Sunday, November 17, 2013

Could you tell the difference?

In attempts to revise a paper on neuroscience and religious experience, which also entails (for me) doing additional research and following leads, I've come across a very interesting study:


Philosopher Huston Smith (1964) devised an exercise in which he asked the following question:

Can you identify which of the following experiences was drug-induced and which was the experience of a famous religious mystic? 

1. 
Suddenly I burst into a vast, new indescribably wonderful universe. Although I am writing this over a year later, the thrill of the surprise and amazement, the awesomeness of the revelation, the engulfment in an overwhelming feeling wave of gratitude and blessed wonderment, are as fresh, and the memory of the experience is as vivid, as if it had happened five minutes ago. And yet to concoct anything by way of description that would hint at the magnitude, the sense of ultimate reality . . . this seems such an impossible task.

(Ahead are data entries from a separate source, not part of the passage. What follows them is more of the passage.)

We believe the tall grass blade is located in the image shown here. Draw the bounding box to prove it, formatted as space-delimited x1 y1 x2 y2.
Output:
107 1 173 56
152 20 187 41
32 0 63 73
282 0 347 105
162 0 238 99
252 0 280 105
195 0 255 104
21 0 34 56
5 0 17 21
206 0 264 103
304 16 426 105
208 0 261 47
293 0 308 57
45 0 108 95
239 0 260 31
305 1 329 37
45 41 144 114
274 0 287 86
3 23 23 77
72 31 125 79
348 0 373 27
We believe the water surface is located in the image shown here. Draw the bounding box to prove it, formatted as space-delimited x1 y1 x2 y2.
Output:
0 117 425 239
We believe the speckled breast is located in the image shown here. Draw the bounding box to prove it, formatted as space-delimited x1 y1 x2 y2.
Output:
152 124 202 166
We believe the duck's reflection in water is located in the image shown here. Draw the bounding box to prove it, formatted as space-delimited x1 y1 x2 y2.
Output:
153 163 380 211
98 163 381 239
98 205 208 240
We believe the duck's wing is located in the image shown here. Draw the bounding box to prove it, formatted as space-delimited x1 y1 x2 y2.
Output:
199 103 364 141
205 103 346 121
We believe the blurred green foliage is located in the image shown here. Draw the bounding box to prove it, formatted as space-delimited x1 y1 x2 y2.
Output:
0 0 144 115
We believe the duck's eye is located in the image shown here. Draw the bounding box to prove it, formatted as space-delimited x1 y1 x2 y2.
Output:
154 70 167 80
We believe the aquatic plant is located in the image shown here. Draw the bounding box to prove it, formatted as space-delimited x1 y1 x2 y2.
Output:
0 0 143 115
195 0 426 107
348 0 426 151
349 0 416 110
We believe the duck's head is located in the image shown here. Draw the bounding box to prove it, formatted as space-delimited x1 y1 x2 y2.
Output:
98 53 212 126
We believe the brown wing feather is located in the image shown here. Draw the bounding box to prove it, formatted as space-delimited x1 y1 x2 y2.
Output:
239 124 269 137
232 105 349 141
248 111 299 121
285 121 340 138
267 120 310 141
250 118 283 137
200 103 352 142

The knowledge which has infused and affected every aspect of my life came instantaneously and with such complete force of certainty that it was impossible, then or since, to doubt its validity. 

2. 
All at once, without warning of any kind, I found myself wrapped in a flame-colored cloud. For an instant I thought of fire . . . the next, I knew that the fire was within myself. Directly afterward there came upon me a sense of exultation, of immense joyousness accompanied or immediately followed by an intellectual illumination impossible to describe. Among other things, I did not merely come to believe, but I saw that the universe is not composed of dead matter, but is, on the contrary, a living Presence; I became conscious in myself of eternal life. . . . I saw that all men are immortal; that the cosmic order is such that without any preadventure all things work together for the good of each and alll that the foundation principle of the world . . . is what we call love, and that the happiness of each and all is in the long run absolutely certain.






















Out of a sample of sixty-nine students from Princeton University, one-third were able to correctly identify the first as drug-induced.